Ground Ivy Herb Use
Other Names: Ale-hoof, Cat's foot, Creeping Charlie, Gill-over-the-ground, Gillrun, Hay maids, hedge maids
Ground ivy is used in alternative medicine and is an excellent spring tonic. It is used as an appetite stimulant. Ground Ivy contains a volatile oil which aids in relieving congestion and inflammation of mucous membranes associated with colds, flu, and sinusitis. Ground ivy tea or juice is well tolerated and can be given to small children.
Ground-Ivy is being studied for use in preventing Leukemia, Bronchitis, Hepatitis, many kinds of cancer, and HIV. The fresh juice or a herbal tea is used to treat digestive disorders, gastritis, acid indigestion, and diarrhea. It is also beneficial for liver and kidney function, said to relieve gravel and stones. Although results are not conclusive, it is being used as an antidote for lead poisoning. Ground Ive can be added to bath as an emollient to soften skin and has a sedative effect. It is used in Italian bath spas as a soak for backache.
Ground Ivy is Anti-allergenic, Antibacterial, Anti-flu, Antihistaminic, Anti-inflammatory, Antioxidant, Antiseptic, Antispasmodic, Antiviral, Cancer-Preventive, Expectorant, Immune-stimulant, and Sedative.
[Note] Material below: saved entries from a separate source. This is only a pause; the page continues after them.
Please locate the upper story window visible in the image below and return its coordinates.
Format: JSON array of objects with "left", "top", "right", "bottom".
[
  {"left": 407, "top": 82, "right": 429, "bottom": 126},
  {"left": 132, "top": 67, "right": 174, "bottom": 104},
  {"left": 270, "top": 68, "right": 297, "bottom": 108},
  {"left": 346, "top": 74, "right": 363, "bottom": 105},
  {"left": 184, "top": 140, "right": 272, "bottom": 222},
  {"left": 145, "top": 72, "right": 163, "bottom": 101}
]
Some of the most valuable plant constituents are 1,8-cineole, alpha-pinene, apigenin, beta-sitosterol, borneol, caffeic-acid, ferulic-acid, hyperoside, iodine, luteolin, menthol, oleanolic-acid, rosmarinic-acid, rutin, ursolic-acid.
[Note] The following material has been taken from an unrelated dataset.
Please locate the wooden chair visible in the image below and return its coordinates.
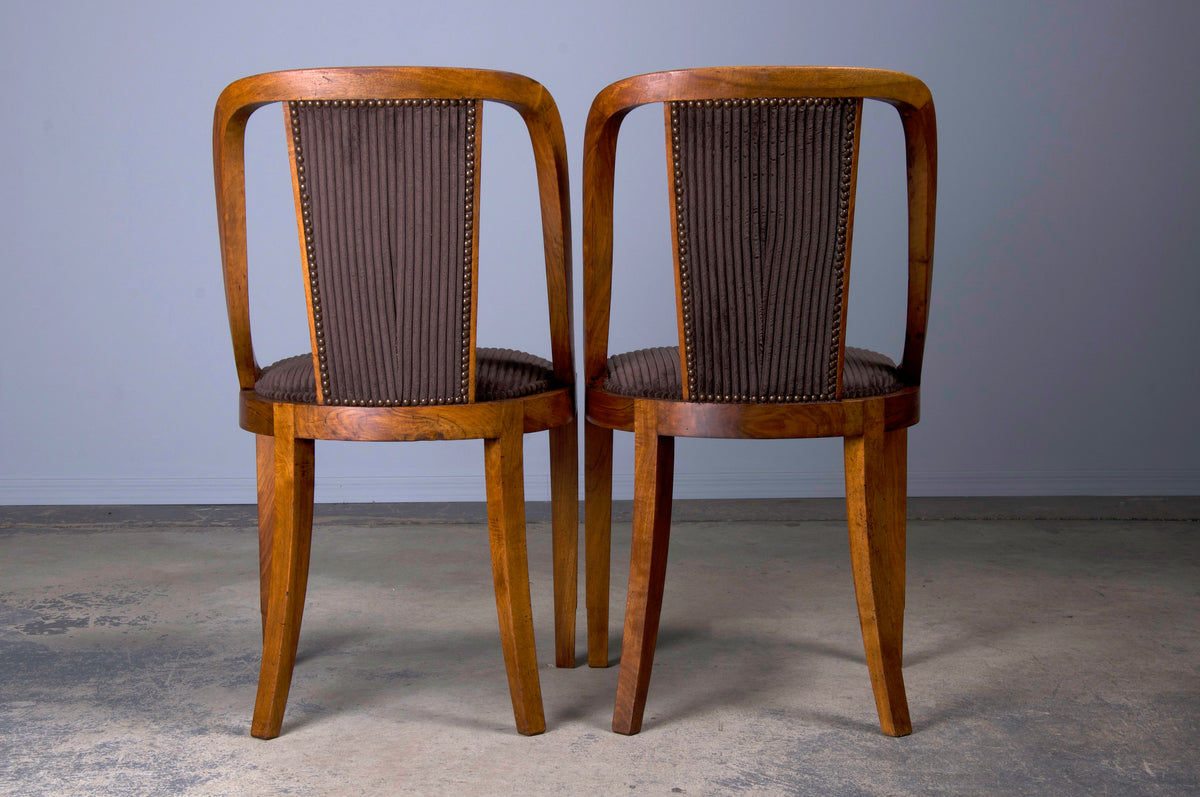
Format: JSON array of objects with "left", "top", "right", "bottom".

Ground Ivy Habitat and Description
Ground ivy is a creeping European perennial evergreen, naturalized in North America and found in moist shady areas, along paths, around hedges, and roadsides from Ontario to deep south, west to Kansas, and along the Pacific Coast. A member of the mint family, it is finely haired all over and has a square creeping stem which grows from a few inches up to two feet long. The leaves are heart shaped, opposite, scalloped, and dark green, sometimes tinted purple. The main root is thick and matted. It sends out runners as long as 36 inches. Ground Ivy flowers appear in march and are purplish to blue, two lipped and grow in axillary whorls of six.
How to Grow Ground Ivy
It is easily cultivated through root division and thrives in moist shady areas. As it is considered an invasive weed by many who are not aware of its uses, you may not want to grow it. Ground Ivy is a great herb for wildcrafting, due to its abundance.
How to use Ground Ivy
Gather leaves, flowers and stems year round. Can be dried for later herbal use.
Ground ivy has a long history of use in alternative medicine and as an edible herb, dating back to the first century A.D. it was long considered a panacea (cure-all). Known for its high vitamin C content, it is said to be one of the first herb and edible plants brought to the North American continent by early settlers.
Ground Ivy Herb Recipes
Spring Tonic: Steep 2 tsp. of fresh or dried herb in 1 cup water for 10 min. flavor with peppermint or honey to taste take in half cup doses twice a day.
Colds and flu: Express fresh juice with press. Take in 1 tsp. doses 3 times a day, ? tsp. for children. Use 2 or 3 drops in nose twice a day for sinusitis.